Mitochondrial Calcium Transport: New Theory of Alzheimer's
For the last several decades, the dominant theory of Alzheimer’s disease was that it was caused by the accumulation of a protein, beta-amyloid, in the brain. However, failed clinical trial after failed clinical trial suggested that either this theory was just plain wrong or incomplete, that there was something else at work. Some researchers believe that a certain type of energy malfunction, particularly related to immune cells in the brain, is a promising theory—and that beta-amyloid and another protein, tau, is still part of the process.
Researchers at Temple University Health System have shown that a type of energy malfunction, called mitochondrial calcium transport remodeling, is involved in the progression of Alzheimer’s disease. This is a mechanism where cells attempt to compensate for decreased energy production and metabolic dysfunction. Initially helpful, this mechanism begins to malfunction, causing drops in mitochondrial function—part of each cell’s energy production system—memory, and cognition. The research was published in the journal Nature Communications.
Problems with calcium regulation and metabolic dysfunction have been associated with Alzheimer’s development and malfunctioning neurons for some time. Intracellular calcium signaling plays an essential role in synaptic transmission and brain cell communication.
“But up to now, no one has investigated the impact of altered calcium transport into and out of the mitochondria on the progression of Alzheimer’s disease,” stated John W. Elrod, associate professor in the Center for Translational Medicine at the Lewis Katz School of Medicine at Temple University (LKSOM) and senior investigator of the research. “Our current study provides a missing link between these two hypotheses of Alzheimer’s pathogenesis.”
One of the most significant regulators of mitochondrial calcium transport is a protein called NCLX. Elrod’s laboratory previously discovered that NCLX mediated calcium efflux (flowing out) from heart cells. But NCLX expression is vital in mitochondrial calcium efflux in neurons.
Elrod and his team studied a mouse model of mitochondrial calcium uptake by neurons in Alzheimer’s disease. The mice had three gene mutations that lead to age-progressive pathology comparable to Alzheimer’s progression in humans. As the mice aged, they saw a steady decrease in protein expression that limited mitochondrial calcium uptake. This resulted in calcium overload, which damaged the cells. This loss of NCLX also seemed to increase the production of oxidants, further damaging the cells.

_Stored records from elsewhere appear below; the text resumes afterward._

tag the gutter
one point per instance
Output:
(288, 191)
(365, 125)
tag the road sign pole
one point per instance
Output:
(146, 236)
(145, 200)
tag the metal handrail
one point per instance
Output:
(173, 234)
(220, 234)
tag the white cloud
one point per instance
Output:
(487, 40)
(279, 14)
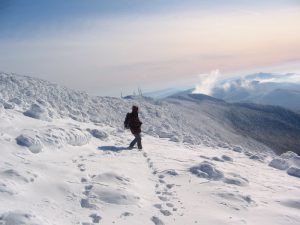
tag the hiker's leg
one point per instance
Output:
(133, 142)
(139, 141)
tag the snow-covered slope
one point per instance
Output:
(64, 160)
(46, 101)
(261, 88)
(276, 127)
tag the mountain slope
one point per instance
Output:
(276, 127)
(261, 88)
(64, 160)
(100, 181)
(43, 100)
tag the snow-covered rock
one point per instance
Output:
(280, 164)
(37, 111)
(293, 171)
(207, 170)
(34, 144)
(98, 133)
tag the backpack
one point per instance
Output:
(127, 121)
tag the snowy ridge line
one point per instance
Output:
(45, 101)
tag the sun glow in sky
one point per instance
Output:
(108, 47)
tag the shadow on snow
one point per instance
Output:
(112, 148)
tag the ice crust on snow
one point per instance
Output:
(98, 133)
(280, 164)
(33, 143)
(289, 161)
(43, 100)
(293, 171)
(207, 170)
(38, 112)
(73, 179)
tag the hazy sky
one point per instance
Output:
(111, 46)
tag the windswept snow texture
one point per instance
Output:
(68, 163)
(275, 127)
(177, 121)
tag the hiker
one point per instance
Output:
(133, 123)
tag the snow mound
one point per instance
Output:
(58, 136)
(237, 149)
(292, 157)
(293, 171)
(235, 200)
(36, 111)
(207, 170)
(34, 144)
(289, 161)
(236, 179)
(98, 134)
(17, 217)
(111, 178)
(227, 158)
(171, 172)
(157, 221)
(117, 197)
(280, 164)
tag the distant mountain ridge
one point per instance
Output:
(187, 118)
(261, 88)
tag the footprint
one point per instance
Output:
(170, 205)
(162, 198)
(125, 214)
(88, 187)
(157, 221)
(161, 181)
(158, 206)
(169, 186)
(96, 218)
(86, 204)
(165, 212)
(81, 167)
(83, 180)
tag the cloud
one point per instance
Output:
(249, 82)
(207, 82)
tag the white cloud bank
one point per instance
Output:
(207, 82)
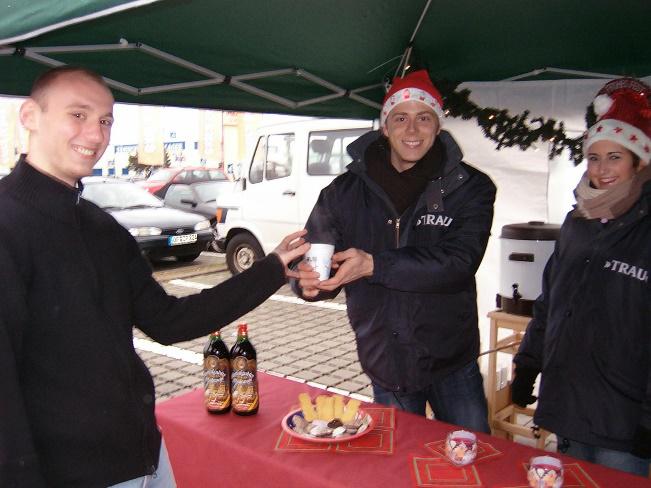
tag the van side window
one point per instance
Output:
(280, 148)
(327, 153)
(257, 165)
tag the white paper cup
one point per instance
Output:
(461, 447)
(319, 257)
(545, 472)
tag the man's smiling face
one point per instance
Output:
(70, 126)
(411, 128)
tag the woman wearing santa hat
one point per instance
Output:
(590, 335)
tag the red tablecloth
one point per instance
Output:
(229, 450)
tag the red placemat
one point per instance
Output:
(485, 450)
(380, 440)
(436, 472)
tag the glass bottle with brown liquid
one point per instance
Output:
(244, 379)
(216, 375)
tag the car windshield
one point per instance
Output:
(119, 196)
(164, 174)
(208, 192)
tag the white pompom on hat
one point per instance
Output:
(416, 86)
(623, 116)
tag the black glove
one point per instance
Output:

When the researchers completely eliminated NCLX expression in the forebrain of Alzheimer’s disease mice, they showed significant memory and cognitive impairment. And this led to significant development of beta-amyloid and tau pathology. When NCLX expression was restored, the beta-amyloid and tau clumps decreased, and neuronal mitochondrial calcium levels were reestablished. The cognitive decline stopped.
“Our findings indicate that maladaptive remodeling of pathways to compensate for abnormalities in calcium regulation, which perhaps are meant to maintain energy production in cells, lead to neuronal dysfunction and Alzheimer’s pathology,” Elrod said. “Moreover, our data suggest that amyloid beta and tau pathology actually lie downstream of mitochondrial dysfunction in the progression of Alzheimer’s disease, which opens up a new therapeutic angle.”
The researchers plan to work on further describing the metabolic dysfunction that occurs before symptoms of Alzheimer’s appear.